Sehr deutlich wurden die Schwierigkeiten der Arbeitnehmerseite, bei komplexen Unternehmensorganisationen (z. B. Konzern, Einschaltung von Subunternehmern) stets auf Augenhöhe mit den wirklich Verantwortlichen zu sein. Prof. Dr. Rüdiger Krause (Göttingen) führte in die Thematik vorzüglich ein und fand tatkräftige Unterstützung durch die Berichte von Prof. Umberto Carabelli (Italien) und Prof. Jesús Cruz Villalón (Spanien). Der Gesetzgeber könne angesichts der Vielfalt nur sehr lückenhaft helfen, die Gerichte müssten Rechtsmissbrauch entgegentreten.

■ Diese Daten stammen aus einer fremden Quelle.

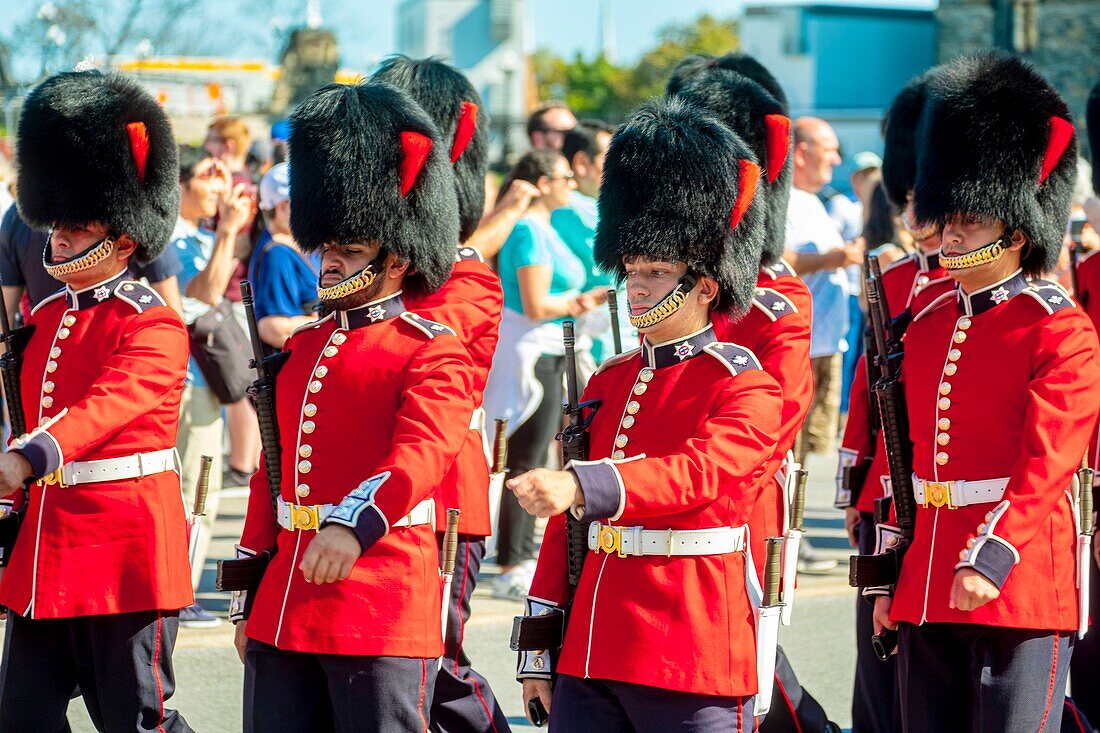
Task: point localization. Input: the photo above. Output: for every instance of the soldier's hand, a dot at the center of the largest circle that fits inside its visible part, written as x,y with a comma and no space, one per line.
240,639
851,525
882,604
331,555
536,688
970,590
14,470
546,493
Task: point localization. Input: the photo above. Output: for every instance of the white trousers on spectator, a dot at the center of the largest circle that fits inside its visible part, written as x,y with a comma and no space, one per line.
200,434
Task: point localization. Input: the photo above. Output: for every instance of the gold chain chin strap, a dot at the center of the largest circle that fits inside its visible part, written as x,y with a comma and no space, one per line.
89,259
988,253
345,287
661,310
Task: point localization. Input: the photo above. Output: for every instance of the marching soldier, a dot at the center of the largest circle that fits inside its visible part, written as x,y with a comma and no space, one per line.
1000,380
679,450
909,284
99,570
470,302
373,405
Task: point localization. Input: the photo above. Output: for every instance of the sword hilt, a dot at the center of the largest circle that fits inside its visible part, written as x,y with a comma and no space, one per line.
501,446
451,540
202,485
772,570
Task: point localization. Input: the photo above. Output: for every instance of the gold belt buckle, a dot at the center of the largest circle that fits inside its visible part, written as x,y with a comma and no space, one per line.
609,539
305,517
937,493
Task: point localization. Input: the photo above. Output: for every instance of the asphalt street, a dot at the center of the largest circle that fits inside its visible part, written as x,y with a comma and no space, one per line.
818,642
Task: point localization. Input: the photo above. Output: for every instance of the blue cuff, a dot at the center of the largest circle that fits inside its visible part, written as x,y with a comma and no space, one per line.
603,491
42,452
359,512
993,559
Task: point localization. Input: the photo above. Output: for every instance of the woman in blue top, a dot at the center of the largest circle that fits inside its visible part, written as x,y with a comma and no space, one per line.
542,282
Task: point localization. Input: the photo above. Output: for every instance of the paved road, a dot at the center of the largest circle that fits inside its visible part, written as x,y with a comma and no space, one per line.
818,643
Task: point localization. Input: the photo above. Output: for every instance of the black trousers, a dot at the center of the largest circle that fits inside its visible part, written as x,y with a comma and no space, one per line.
297,692
463,701
527,449
122,664
601,706
875,703
966,677
1085,666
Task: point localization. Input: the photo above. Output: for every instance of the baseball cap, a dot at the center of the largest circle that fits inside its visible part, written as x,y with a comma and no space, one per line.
275,186
866,160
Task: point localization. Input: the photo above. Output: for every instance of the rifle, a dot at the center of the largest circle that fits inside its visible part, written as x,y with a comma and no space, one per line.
11,367
613,307
882,569
574,447
244,573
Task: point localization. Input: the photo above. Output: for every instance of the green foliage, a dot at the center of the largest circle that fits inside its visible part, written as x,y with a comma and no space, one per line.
598,88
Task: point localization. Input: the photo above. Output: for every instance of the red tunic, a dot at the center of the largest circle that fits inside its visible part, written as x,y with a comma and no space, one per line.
999,384
777,330
470,303
114,357
909,284
1088,283
359,398
700,426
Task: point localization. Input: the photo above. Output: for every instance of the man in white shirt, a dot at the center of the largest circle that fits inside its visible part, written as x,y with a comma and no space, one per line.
818,253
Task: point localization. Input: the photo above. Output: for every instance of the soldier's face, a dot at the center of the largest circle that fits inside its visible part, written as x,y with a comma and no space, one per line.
342,261
68,241
966,232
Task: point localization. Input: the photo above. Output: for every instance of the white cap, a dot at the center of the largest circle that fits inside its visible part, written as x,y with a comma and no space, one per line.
275,186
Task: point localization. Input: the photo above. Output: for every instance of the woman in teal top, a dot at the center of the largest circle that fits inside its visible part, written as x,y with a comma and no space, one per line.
542,282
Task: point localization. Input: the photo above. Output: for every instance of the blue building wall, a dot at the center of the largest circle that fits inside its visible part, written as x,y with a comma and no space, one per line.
865,55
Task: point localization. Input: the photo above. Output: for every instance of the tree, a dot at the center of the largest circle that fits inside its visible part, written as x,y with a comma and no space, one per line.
598,88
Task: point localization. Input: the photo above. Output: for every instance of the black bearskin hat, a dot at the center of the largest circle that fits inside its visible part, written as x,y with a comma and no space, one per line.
743,64
367,164
900,137
997,140
680,186
97,146
1092,120
757,118
455,107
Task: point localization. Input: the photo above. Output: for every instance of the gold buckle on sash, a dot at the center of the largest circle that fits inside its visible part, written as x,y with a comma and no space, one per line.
938,493
609,539
305,517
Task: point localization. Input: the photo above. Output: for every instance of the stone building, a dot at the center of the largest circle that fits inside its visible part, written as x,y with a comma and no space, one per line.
1060,37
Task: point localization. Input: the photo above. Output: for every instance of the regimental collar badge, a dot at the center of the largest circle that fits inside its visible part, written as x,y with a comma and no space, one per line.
991,296
678,350
371,313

Appellieren muss man natürlich auch an die Tarifvertragsparteien, geeignete Strukturen herauszubilden, wie es jetzt § 3 BetrVG z. T. ermöglicht.
Hervorragend im Griff hatte Dr. Tomas Davulis (Litauen) seine Berichterstatter in den verschiedenen europäischen Ländern bei der Auseinandersetzung mit den “Auswirkungen der demographischen Entwicklung auf die Altersversorgungssysteme in Europa”. Durchgehend im Trend liegt die Heraufsetzung der Altersgrenze. Gemeinsamkeiten bestehen auch in der Ergänzung der gesetzlichen Altersversorgung mit verständlichen Lücken in den neuen EG-Staaten. In der Diskussion waren Beiträge aus Süd- und Mittelamerika erhellend, die nicht nur vor dem Hintergrund der dramatischen Entwicklung des Weltkapitalmarktes die Probleme rein kapitalgedeckter Versorgungssysteme veranschaulichten. Gerade hier erwies sich der weltweite offene Diskurs als besonders lehrreich und lebhaft – dies auch in Vorbereitung und im Vergleich mit dem 67. Deutschen Juristentag in Erfurt.
Der letzte Programmpunkt galt “Systemen der Rechtsdurchsetzung im Arbeitsrecht unter besonderer Berücksichtigung der Tätigkeit von Rechtsanwälten und Rechtsberatern einschließlich deren Qualifizierung” unter Vorsitz von Prof. Löwisch mit Beiträgen von Prof. Stein Evju (Norwegen) – der schon vorher durch seine Diskussionsbeiträge zu beeindrucken wusste –, Prof. Costas Papademitriou (Griechenland) und Kirill Tomashevski (Weißrussland) sowie aus dem Bereich der Verbände Reinhard-Ulrich Vorbau (DGB Rechtsschutz GmbH) und Roland Wolf (BdA). Die deutsche Arbeitsgerichtsbarkeit hatte dabei – für mich nicht überraschend – einen guten Stand.